Both of those elements — Cassandra and the lighting of a welcome beacon — are from the Greek but seem odd here.
The incongruous meshing of Ancient Greek and contemporary American eventually finds a tentative balance in director Leah C. Gardiner's TheatreWorks production, largely thanks to a masterful and entertaining performance by Laiona Michelle as Clementine (a jazzy New Orleans spin on the name Clytemnestra).
Michelle is a powerful force, especially as mother to her college-age son Reginald (Matt Jones), on leave from his studies at Columbia, and her daughter Iphy, who was presumed drowned in the flood though her body has not been recovered.
Clementine awaits the return of trumpet-playing husband, Jaffy (Jack Koenig), who, along with so many thousands of Katrina refugees, has been trying his luck in Houston for nine months. After a crackling scene between Clementine and Reginald (as they light those infernal candles), Jaffy arrives home with a surprise: a teenage junkie he calls Cassy (Jayne Deely). He's helping her overcome her addiction (he's been there, done that), and she utilized her gift of prophecy to help him land some quick cash.
Jones' Reginald is almost as compelling as Michelle's Clementine. He's a man of two worlds: black (like his mother) and white (like his father), local (he grew up in the Lower Ninth) and deserter (he's going to school in New York). Much more than the sketchily drawn Jaffy, we get a sense of Reginald as a young man of tremendous potential and as the troubled child of a (now-recovered) drug addict.
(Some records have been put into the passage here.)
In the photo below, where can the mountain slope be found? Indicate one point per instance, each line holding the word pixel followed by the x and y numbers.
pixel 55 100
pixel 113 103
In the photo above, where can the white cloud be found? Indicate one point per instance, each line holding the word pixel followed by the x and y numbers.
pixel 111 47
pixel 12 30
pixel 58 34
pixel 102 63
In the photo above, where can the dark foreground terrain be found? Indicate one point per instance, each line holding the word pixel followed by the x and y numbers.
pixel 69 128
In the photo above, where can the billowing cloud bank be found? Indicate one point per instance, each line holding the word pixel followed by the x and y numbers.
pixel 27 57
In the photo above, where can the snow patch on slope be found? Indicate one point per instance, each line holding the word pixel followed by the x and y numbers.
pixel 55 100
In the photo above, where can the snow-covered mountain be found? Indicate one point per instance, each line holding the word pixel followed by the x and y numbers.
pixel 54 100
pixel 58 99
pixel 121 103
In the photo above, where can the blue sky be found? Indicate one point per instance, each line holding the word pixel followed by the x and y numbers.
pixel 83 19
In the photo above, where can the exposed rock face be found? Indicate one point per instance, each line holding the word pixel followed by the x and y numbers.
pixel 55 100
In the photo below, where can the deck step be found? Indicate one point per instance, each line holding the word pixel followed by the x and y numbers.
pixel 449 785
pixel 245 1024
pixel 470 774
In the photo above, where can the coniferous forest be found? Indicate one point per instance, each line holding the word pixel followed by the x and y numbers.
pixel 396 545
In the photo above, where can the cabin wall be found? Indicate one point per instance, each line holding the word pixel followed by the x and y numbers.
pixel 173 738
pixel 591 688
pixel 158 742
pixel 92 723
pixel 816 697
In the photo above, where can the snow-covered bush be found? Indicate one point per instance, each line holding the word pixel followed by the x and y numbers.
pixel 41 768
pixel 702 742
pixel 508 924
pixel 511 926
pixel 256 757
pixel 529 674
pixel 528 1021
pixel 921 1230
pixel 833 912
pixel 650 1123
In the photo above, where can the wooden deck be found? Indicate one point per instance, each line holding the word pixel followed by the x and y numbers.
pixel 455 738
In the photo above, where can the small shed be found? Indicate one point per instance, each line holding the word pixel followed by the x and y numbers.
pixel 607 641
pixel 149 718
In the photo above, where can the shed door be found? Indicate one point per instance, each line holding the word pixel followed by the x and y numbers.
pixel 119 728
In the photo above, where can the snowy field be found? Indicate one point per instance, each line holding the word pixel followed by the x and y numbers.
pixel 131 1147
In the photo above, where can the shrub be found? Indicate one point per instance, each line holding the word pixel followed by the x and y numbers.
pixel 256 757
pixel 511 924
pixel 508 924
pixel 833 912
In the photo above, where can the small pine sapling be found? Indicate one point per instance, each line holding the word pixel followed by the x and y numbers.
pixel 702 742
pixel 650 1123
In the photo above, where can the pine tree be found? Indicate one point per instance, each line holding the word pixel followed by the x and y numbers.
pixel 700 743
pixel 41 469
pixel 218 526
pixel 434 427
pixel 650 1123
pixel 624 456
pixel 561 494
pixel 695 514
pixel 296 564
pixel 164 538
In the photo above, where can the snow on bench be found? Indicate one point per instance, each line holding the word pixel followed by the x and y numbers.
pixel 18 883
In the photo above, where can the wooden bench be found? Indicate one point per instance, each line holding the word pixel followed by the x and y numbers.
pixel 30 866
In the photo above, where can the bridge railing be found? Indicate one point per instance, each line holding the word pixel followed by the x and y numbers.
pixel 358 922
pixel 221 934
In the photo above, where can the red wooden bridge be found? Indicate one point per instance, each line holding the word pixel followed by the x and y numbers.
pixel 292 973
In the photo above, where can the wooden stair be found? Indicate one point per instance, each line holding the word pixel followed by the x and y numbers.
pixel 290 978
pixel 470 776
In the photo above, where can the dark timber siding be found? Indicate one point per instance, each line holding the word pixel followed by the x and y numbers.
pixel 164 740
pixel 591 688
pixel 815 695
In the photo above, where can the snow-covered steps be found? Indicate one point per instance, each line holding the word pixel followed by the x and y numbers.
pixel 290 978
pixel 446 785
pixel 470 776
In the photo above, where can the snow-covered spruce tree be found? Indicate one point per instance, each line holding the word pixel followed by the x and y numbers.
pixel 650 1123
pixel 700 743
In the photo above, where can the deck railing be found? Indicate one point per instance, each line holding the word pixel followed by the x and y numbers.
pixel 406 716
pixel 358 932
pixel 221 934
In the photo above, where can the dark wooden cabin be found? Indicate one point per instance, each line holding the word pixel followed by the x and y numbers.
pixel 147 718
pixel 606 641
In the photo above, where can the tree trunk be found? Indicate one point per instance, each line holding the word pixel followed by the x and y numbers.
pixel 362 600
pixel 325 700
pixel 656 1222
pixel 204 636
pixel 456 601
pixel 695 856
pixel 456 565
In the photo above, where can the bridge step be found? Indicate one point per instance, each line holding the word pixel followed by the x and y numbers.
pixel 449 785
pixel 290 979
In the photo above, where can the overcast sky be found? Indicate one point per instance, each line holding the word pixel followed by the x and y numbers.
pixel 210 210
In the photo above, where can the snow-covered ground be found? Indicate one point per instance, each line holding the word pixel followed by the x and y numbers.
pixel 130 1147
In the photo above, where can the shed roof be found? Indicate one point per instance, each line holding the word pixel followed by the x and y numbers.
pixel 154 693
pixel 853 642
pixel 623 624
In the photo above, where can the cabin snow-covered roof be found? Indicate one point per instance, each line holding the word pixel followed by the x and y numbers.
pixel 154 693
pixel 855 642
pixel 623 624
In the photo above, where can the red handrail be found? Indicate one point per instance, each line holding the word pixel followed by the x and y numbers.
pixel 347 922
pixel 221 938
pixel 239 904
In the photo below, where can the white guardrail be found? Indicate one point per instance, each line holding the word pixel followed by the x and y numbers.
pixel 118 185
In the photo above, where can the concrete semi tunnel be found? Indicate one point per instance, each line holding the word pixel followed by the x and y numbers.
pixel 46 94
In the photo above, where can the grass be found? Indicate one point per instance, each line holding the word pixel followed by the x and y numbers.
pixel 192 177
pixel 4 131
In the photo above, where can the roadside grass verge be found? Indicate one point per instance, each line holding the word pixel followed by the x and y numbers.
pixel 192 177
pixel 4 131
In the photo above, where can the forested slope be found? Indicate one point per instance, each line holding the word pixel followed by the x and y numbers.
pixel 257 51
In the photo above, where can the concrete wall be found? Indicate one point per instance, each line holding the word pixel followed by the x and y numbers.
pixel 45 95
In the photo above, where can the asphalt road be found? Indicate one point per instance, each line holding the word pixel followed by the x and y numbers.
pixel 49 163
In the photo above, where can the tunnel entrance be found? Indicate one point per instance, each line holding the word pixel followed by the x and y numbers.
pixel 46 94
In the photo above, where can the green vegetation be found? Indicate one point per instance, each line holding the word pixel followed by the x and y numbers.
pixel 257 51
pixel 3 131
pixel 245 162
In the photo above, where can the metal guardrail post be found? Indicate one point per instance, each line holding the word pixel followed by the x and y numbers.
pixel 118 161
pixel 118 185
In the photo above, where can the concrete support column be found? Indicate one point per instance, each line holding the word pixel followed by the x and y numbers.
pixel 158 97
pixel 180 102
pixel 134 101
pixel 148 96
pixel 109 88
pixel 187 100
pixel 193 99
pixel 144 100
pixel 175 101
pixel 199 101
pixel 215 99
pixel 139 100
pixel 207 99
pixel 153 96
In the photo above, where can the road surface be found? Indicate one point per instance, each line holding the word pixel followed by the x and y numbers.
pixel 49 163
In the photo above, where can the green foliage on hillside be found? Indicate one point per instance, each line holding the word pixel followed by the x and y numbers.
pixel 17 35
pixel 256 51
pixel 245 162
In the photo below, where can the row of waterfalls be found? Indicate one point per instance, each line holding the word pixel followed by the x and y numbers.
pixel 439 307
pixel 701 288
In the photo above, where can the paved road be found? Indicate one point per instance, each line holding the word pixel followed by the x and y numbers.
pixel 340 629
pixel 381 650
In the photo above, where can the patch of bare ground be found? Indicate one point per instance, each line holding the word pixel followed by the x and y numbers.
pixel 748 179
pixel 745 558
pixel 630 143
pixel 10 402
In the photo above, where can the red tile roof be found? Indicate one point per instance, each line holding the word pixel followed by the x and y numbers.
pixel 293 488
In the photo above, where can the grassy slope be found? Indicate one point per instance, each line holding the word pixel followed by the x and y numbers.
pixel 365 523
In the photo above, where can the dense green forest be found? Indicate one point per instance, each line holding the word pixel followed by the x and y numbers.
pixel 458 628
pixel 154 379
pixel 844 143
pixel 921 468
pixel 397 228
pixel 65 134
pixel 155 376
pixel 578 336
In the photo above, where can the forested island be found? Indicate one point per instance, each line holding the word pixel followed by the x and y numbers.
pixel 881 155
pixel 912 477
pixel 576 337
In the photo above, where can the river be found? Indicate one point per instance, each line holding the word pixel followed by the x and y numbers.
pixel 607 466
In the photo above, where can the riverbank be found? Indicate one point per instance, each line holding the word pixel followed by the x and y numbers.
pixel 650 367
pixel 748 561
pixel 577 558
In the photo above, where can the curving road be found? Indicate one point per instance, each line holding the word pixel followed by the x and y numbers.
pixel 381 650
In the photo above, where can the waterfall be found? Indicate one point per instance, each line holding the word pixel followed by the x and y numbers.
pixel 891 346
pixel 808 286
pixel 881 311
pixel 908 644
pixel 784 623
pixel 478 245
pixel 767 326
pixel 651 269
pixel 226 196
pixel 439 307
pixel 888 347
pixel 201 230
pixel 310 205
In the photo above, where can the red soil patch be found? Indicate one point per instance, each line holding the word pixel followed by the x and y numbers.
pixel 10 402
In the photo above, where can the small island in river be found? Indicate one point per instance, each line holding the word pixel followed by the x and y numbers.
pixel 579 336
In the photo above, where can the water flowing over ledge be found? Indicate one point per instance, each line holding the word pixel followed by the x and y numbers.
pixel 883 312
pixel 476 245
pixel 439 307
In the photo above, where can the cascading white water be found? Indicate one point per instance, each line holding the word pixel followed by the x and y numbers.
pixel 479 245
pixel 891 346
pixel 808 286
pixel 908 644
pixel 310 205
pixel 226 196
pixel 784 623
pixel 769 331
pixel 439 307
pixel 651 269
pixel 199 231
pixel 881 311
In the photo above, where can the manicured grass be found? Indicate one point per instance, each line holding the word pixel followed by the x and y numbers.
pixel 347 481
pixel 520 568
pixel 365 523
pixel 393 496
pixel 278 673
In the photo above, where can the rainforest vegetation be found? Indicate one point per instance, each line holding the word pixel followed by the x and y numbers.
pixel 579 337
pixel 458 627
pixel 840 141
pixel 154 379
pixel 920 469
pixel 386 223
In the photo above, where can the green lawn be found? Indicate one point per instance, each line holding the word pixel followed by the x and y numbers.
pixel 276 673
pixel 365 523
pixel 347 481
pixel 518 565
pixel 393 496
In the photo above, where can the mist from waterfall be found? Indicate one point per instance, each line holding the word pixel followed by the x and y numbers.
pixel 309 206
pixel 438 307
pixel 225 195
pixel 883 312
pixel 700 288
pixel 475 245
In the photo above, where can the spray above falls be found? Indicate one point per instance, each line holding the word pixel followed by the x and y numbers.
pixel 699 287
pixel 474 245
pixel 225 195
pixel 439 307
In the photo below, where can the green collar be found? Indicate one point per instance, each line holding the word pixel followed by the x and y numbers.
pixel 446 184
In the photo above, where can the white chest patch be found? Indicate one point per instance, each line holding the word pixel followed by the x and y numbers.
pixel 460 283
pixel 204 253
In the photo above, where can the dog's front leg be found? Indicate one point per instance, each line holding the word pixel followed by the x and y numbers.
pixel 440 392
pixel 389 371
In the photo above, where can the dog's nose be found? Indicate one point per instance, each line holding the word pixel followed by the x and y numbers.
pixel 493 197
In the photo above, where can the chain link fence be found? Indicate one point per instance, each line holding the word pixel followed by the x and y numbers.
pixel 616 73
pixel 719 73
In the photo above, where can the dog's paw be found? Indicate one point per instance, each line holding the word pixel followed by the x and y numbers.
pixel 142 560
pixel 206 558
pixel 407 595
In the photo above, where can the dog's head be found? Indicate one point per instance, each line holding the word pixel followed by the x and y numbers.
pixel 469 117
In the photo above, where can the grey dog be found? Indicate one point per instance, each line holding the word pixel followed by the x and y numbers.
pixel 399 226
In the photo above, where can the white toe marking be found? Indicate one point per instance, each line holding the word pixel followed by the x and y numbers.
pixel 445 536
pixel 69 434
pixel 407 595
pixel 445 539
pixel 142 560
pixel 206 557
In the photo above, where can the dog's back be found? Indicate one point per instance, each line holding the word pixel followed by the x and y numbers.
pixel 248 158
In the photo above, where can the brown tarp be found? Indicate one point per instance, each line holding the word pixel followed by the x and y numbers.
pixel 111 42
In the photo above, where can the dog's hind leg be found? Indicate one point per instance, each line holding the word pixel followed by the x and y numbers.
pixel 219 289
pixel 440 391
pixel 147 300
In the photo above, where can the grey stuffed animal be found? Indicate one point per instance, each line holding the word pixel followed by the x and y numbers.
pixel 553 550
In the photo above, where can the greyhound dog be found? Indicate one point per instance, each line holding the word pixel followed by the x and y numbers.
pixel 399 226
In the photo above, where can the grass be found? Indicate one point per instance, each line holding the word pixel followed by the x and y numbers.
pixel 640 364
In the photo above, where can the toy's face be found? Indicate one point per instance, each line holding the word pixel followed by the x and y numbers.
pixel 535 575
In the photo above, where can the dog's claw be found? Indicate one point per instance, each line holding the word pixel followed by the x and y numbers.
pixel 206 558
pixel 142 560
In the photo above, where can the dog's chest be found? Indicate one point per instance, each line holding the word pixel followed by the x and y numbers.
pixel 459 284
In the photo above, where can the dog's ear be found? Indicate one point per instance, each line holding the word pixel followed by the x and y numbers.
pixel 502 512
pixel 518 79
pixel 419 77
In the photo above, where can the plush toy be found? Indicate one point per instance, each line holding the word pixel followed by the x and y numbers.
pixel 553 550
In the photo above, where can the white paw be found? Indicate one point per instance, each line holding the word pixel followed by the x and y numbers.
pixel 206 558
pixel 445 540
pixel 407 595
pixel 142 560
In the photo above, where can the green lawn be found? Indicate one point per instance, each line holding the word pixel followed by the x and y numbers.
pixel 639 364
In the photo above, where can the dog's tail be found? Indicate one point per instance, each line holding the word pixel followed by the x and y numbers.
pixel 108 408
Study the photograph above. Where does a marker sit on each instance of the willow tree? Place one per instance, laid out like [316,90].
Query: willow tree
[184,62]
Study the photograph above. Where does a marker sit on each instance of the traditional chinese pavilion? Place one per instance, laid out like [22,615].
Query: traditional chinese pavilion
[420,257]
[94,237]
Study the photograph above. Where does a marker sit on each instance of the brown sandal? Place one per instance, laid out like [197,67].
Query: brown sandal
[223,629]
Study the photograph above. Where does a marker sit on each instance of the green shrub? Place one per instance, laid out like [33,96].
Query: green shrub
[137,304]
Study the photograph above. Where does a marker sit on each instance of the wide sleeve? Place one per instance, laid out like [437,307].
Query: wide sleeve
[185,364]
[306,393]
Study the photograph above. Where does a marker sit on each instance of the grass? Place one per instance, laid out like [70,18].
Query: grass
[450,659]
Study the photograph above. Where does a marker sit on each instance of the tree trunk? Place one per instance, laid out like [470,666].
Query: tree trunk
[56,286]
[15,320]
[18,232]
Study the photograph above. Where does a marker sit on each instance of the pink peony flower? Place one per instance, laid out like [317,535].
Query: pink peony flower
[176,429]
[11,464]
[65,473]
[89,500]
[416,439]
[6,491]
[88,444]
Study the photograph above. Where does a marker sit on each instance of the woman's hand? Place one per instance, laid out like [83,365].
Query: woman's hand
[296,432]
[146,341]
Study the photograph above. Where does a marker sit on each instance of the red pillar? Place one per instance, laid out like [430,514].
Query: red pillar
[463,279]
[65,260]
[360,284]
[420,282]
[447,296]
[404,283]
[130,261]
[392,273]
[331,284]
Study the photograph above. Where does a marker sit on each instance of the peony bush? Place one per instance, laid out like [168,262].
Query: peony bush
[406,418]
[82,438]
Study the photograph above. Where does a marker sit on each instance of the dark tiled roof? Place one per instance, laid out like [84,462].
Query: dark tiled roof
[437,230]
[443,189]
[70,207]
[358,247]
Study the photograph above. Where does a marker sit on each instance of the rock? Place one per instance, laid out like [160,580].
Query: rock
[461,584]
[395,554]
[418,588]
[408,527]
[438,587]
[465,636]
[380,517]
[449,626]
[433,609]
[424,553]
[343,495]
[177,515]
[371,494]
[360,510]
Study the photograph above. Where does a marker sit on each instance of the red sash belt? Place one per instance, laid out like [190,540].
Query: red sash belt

Like Michelle, Jones is adept at blending the formality of the Greek myth with the pulse of modern life.
Though Deely's Cassy is well performed, all twitches and starts, the character never seems quite of this world as much as a remnant of Aeschylus that makes the dramatic gears grind.
Set designer J.B. Wilson and lighting designer Steven B. Mannshardt convey the destructive clutter of the Lower Ninth Ward with the shell of a house that is barely livable. Electricity is sketchy at best, and surrounding the house is debris, downed power lines and a sense of life in a shattered but somehow barely habitable landscape.
There are too many moments when "Clementine" feels like a new play. Characters speak in exposition, telling each other things about history and their family that they already know, so it's really for our benefit more than any other. There's a certain classic formality to this kind of filling in the blanks, but in combination with the contemporary rhythms and humor of the dialogue, the mash-up can be jarring.
And ultimately, the re-telling of "Agamemnon" set against the devastation of Hurricane Katrina is also jarring. It makes a certain amount of sense, this "blues riff" on Aeschylus as Dietz calls it, and there is some unquestionable dramatic power. But my guess is that this story would carry similar weight even if it weren't set in the aftermath of a catastrophic natural disaster.
In the Aeschylus telling, Agamemnon has sacrificed his daughter in exchange for winds to blow his ships to battle in the Trojan War. Dietz uses the raging floodwaters (Katrina as dramatic device) to complicate the loss of the daughter, and we never really get to see why Jaffy might have made the choices he made.
How would any of us act in a life-and-death moment? Dietz's Jaffy makes a choice, but Dietz doesn't quite substantiate that choice in Jaffy's character development.
Much clearer is Michelle's Clementine, a respected nurse with her own complications stemming from the flood and her relationship with the man who once helped channel her prodigious talent for jazz piano. This tutor (Kenny Brawner) is less effective as the drama's ghostly chorus than he is as the pianist in the hot jazz quartet on stage (John Worley on trumpet, Richard Duke on bass and Kelly Fasman on drums).
It seems almost law that any story set in New Orleans has to include jazz music, and that law is effectively adhered to here. At first the music, composed by Justin Ellington, sets the scene and allows Brawner to sing some bluesy tunes. As the play progresses, the music becomes essential to the story. Especially important is a five-finger piano exercise that becomes a haunting refrain, allowing us to forget the battle between ancient and modern and connecting us to the heart of a family in trouble.
Unlike Aeschylus, Dietz makes room for hope amid the destruction and violence — a hope underscored by beautiful music.
What: "Clementine in the Lower 9" by Dan Dietz, music by Justin Ellington, presented by TheatreWorks
Where: Mountain View Center for the Performing Arts, 500 Castro St., Mountain View
When: Through Oct. 30 with 7:30 p.m. shows Tuesday and Wednesday, 8 p.m. shows Thursday through Saturday, 2 p.m. shows Saturday and Sunday and 7 p.m. shows Sunday
Cost: Tickets are $19-$69 with student, senior and educator discounts.